The Biden Administration: Sophistry in Motion - The American Spectator | USA News and Politics
The Biden Administration: Sophistry in Motion
by

“Abuse of words has been the great instrument of sophistry and chicanery, of party, faction, and division of society.”

– John Adams

The Biden administration has mastered sophistry, the use of ostensibly logical but erroneous arguments that are intended to deceive — or at least bamboozle.

First, on Thursday the Bureau of Economic Analysis confirmed that second-quarter gross domestic product contracted by 0.9 percent. As first-quarter GDP contracted by 1.6 percent, we now have evidence of what one hopes is a mild recession. Two successive quarters of contraction have been the accepted definition of a recession since 1974, as then defined by the late economist Julius Shiskin, whose career spanned the Census Bureau, Office of Management and Budget, and Bureau of Labor Statistics.

After saying earlier this week that there would be no recession, President Joe Biden said that it is “no surprise that the economy is slowing down.” And, not waiting for the data from the Bureau of Economic Analysis to go public, Federal Reserve Chairman Jerome Powell said he does not believe that the U.S. is in a recession. Because the labor market is strong and consumers are still spending money, the administration would contrive the argument that these conditions negate the idea that a recession is now upon us.

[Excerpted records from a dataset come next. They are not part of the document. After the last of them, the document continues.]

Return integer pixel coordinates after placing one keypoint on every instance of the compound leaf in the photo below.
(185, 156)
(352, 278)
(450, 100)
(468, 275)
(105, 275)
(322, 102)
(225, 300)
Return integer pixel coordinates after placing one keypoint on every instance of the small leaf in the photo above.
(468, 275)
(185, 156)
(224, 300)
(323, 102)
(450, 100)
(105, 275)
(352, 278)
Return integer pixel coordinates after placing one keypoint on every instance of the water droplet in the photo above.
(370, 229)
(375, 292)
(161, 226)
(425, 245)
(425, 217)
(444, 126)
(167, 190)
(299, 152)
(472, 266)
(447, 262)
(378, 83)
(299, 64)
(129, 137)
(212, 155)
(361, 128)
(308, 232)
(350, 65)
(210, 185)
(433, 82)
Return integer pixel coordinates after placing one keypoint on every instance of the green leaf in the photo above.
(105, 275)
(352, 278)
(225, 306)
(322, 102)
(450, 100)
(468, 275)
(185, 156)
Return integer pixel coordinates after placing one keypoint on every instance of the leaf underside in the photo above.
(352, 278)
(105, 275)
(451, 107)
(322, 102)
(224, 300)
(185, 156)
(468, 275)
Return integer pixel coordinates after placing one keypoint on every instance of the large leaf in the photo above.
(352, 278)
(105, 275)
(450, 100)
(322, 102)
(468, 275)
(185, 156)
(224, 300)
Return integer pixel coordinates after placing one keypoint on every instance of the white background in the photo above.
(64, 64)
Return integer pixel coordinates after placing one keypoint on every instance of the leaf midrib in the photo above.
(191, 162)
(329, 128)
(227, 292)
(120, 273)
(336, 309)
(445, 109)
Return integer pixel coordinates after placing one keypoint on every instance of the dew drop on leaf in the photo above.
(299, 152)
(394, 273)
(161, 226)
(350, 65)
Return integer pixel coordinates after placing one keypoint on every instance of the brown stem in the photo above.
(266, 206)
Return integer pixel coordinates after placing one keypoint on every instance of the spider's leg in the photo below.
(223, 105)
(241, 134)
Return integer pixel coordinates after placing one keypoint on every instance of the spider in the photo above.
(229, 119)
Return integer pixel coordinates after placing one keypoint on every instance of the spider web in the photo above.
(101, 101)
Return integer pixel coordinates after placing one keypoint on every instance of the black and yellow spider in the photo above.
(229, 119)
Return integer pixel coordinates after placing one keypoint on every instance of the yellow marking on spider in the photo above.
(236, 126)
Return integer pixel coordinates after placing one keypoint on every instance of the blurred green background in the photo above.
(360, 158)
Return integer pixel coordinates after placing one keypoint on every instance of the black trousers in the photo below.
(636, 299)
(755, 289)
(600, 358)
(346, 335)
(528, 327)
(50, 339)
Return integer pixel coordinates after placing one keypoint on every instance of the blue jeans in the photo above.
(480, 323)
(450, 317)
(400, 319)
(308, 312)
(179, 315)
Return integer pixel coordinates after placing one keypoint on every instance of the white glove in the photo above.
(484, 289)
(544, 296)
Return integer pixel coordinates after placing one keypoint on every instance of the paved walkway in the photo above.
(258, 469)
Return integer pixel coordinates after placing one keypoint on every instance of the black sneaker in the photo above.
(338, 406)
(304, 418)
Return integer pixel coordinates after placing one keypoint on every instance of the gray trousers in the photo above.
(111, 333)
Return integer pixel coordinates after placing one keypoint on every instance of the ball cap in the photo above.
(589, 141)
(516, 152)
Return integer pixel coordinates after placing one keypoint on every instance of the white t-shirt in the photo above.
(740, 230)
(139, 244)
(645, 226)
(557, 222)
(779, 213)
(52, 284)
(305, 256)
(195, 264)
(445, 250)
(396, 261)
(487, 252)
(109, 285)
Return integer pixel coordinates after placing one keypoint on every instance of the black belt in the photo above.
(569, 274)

Adding to the bubbling brew of confusion, on Sunday Treasury Secretary Janet Yellen said that two quarters of contracting GDP is not the technical definition of a recession, but rather the common definition. By this logic, a thing can both be and not be at the same time. And in a stunning example of verbose equivocation, attempting to give cloud cover to the administration, Newsweek has added its own intellectual chaos.

Second, the causes of inflation have also been subjected to a rich tapestry of sophistry by the Biden administration. Yellen had initially viewed inflation as a “transitory phenomenon.” More recent blame has been attributed to sanctions on the Russian energy sector, the Russian naval blockade of Ukrainian ports which prevents the export of food grains, and general supply chain congestion due to accelerated demand as the COVID-19 pandemic runs its course. No doubt these are what are known as cost-push factors; energy and food costs are excluded from the formula for core inflation. And, it has been pointed out that, while gas prices are generally beyond the control of the Federal Reserve, the administration did a victory lap when the price of gas declined about 18 cents in the past week — omitting the fact that they are still double what they were when Biden came into office.

Further, between fiscal years 2020 and 2021, spanning two administrations, the U.S. government has expended over $13 trillion on COVID-19 emergency actions and other ventures. This money must come from somewhere — and it does, as the Department of the Treasury issues securities. Not only that, but the Federal Reserve was also late in addressing inflation, according to both former Federal Reserve Chairman Ben Bernanke and former New York Federal Reserve Bank President William Dudley. It is a time-honored principle of monetary economics that inflation is caused by “too much money chasing after too few goods,” in the words of the venerated economist and Nobel Prize laureate Milton Friedman of the University of Chicago. In its rush to pretend that Washington bears no responsibility for rampant inflation, the Biden administration has ignored this basic principle — omitting the complete picture.

Third, the first instance of sophistry occurred last August when Secretary of State Antony Blinken, in regard to the botched U.S. withdrawal from Afghanistan, stated reassuringly, “This is not Saigon.” Obviously, Afghanistan is not Saigon, now known as Ho Chi Minh City. As I wrote in The American Spectator at the time, the U.S. withdrawal from Afghanistan was far worse than the fall of Saigon, as it has cast doubt on the reliability of the U.S. as a strategic partner. The perception of a lack of American resolve would seem to have emboldened Russian President Vladimir Putin to attack Ukraine in February and encouraged President Xi Jinping of China to ratchet up the belligerence in reference to Taiwan, increase naval activity in the South China Sea and near Taiwan, and, most recently, threaten retaliation should House Speaker Nancy Pelosi visit Taipei.

The “r” word has the capacity to frighten. Unfortunately, recessions of varying strength are often needed to moderate inflation when it reaches an unacceptable level. The downside is rising unemployment — it is hard to have it both ways. But instead of confusing the country about technical and common definitions of inflation, missing the point about expansive monetary policy, and downplaying the disaster that was Afghanistan, the Biden administration should level with the American people. Given Biden’s approval rating of 36 percent — according to the liberal NPR — it looks like they are not buying the narrative.

Intellectual honesty, not sophistry, is the best policy. But if the Biden administration cannot define a woman, how can it define a recession?

Frank Schell is a business strategy consultant and former senior vice president of the First National Bank of Chicago. He was a lecturer at the Harris School of Public Policy, University of Chicago, and is a contributor of opinion pieces to various journals.